Das Training eines Profi-Sportlers ist sicher nicht leicht. Ebenso verlangen eine lange Ausbildung in einem Betrieb oder ein intensives Studium viel von den Menschen ab. Es gibt Zeiten, in denen sich Einzelne gegenüber anderen dadurch einen Vorteil verschaffen können, dass sie mehr Belastungen auf sich nehmen. Es kann nur gerecht sein, ihnen dann die Früchte zu lassen. Hiergegen ließe sich noch einwenden, dass auch die Bereitschaft sich anzustrengen sozial determiniert ist.

Für Rawls geht es aber nicht um die Vermeidung von Zufällen per se, sondern er spricht sich vor Allem gegen moralische Willkür aus. Jeder soll von der Ausübung der Talente profitieren. Die Früchte gebühren, aber nicht denen allein die Talente haben.
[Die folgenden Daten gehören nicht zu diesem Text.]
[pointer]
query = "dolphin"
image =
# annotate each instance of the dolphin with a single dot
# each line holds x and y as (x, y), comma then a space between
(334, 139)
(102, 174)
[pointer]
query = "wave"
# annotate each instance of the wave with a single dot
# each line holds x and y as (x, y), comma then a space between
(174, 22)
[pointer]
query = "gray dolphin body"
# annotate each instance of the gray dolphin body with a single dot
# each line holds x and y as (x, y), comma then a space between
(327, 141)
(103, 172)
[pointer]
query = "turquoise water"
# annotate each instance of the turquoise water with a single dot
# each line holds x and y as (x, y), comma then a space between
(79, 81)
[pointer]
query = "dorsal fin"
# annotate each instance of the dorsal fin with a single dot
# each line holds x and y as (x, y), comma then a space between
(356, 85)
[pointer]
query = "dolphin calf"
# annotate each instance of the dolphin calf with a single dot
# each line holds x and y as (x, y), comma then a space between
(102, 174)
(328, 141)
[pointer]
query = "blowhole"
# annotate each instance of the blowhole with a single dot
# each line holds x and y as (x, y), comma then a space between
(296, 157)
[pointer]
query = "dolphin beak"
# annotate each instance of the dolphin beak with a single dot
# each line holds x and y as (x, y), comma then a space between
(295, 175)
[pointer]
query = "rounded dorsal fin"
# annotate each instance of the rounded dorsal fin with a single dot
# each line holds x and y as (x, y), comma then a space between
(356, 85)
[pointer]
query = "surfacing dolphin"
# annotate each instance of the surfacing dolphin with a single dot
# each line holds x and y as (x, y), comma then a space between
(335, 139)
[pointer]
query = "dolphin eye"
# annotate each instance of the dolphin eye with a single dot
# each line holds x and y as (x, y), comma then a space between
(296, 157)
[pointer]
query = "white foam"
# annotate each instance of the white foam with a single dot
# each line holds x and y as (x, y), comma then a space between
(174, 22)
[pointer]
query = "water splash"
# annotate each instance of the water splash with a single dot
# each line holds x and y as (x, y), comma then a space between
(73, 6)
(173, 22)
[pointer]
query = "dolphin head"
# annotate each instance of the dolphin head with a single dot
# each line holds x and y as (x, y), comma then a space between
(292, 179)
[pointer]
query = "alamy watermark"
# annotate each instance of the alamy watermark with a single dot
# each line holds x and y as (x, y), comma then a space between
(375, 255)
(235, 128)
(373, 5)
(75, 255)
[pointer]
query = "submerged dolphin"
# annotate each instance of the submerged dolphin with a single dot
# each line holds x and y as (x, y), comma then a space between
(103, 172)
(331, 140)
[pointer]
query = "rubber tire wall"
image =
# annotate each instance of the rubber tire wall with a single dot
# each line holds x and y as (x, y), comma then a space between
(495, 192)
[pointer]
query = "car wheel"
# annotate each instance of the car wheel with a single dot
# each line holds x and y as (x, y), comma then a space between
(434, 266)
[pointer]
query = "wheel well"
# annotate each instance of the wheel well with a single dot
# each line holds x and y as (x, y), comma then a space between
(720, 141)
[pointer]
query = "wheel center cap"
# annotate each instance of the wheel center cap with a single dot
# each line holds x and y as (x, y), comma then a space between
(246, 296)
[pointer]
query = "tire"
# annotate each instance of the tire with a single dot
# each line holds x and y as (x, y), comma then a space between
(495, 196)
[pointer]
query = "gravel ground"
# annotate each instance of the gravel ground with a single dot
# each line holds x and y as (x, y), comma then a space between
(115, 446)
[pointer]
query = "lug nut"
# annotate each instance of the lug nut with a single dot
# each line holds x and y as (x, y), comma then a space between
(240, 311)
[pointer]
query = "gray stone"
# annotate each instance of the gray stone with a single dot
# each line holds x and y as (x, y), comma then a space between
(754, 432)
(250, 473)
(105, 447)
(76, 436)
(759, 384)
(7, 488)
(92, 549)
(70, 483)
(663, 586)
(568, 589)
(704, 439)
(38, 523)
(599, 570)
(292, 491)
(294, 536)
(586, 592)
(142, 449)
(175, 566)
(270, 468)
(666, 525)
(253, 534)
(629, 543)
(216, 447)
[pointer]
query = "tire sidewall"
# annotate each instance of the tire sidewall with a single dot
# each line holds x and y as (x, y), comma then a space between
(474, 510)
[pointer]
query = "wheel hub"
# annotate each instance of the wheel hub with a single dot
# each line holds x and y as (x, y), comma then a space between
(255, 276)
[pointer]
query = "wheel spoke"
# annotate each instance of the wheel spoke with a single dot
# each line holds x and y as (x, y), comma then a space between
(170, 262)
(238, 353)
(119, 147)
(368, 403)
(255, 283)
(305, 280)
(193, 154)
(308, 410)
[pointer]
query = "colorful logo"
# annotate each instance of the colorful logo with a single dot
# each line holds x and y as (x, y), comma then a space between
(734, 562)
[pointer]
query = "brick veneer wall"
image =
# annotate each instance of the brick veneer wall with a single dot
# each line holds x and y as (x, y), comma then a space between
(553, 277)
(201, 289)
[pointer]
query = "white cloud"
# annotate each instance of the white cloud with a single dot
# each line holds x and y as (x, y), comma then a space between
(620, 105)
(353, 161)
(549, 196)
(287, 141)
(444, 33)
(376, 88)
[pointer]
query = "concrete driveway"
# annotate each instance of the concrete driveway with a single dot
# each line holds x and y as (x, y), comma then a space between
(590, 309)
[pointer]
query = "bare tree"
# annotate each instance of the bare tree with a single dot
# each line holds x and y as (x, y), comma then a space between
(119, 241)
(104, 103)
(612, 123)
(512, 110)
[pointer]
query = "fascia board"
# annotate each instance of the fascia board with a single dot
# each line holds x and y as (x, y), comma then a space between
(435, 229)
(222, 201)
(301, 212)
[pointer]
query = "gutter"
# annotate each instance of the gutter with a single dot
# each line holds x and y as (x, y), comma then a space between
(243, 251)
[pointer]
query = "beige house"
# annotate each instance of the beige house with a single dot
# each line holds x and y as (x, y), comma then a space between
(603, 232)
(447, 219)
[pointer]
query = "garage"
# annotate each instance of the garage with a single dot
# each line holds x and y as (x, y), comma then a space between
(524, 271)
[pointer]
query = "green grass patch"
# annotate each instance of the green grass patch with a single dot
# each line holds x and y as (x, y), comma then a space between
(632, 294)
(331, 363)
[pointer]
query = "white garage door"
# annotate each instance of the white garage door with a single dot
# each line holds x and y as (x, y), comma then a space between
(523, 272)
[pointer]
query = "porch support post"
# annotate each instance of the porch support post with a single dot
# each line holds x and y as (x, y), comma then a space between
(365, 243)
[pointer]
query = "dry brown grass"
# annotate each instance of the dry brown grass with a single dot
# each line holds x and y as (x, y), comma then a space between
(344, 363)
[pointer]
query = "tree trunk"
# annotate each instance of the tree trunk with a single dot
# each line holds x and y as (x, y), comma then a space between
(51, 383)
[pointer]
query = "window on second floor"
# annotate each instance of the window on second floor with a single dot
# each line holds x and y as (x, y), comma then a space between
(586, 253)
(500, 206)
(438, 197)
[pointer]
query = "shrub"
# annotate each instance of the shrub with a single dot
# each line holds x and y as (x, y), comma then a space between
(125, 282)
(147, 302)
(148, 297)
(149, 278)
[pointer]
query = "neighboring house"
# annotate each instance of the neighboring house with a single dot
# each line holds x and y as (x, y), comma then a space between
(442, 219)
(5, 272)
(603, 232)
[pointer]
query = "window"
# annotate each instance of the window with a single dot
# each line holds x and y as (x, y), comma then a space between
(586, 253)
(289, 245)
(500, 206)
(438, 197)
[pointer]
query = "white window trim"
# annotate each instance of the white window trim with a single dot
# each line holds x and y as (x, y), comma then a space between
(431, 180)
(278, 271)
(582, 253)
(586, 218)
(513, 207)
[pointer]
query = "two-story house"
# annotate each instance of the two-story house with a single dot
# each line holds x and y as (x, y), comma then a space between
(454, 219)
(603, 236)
Einen moralischen Anspruch haben sie keinen.Welches Talent vorteilhaft ist bestimmt sich letztlich nach der Gesellschaft und danach welche Leistungen sie honoriert (Für viele Beispiele empfehle ich „Malcolm Gladwell: Outliers“).Hierauf hat derjenige, der in eine Gesellschaft hineingeboren wird noch keinen Einfluss gehabt.

Es wird immer Menschen geben, die anderen Voraus sind, ohne dass sie es sich „besonders“ verdient hätten. Als Gesellschaft müssen wir uns die Frage stellen, ob und in welchem Umfang es gerecht ist, dass über dieses Kriterium die Verteilung von Vorteilen abgewickelt wird. Somit sind wir wieder bei der Ausgangsfrage angekommen.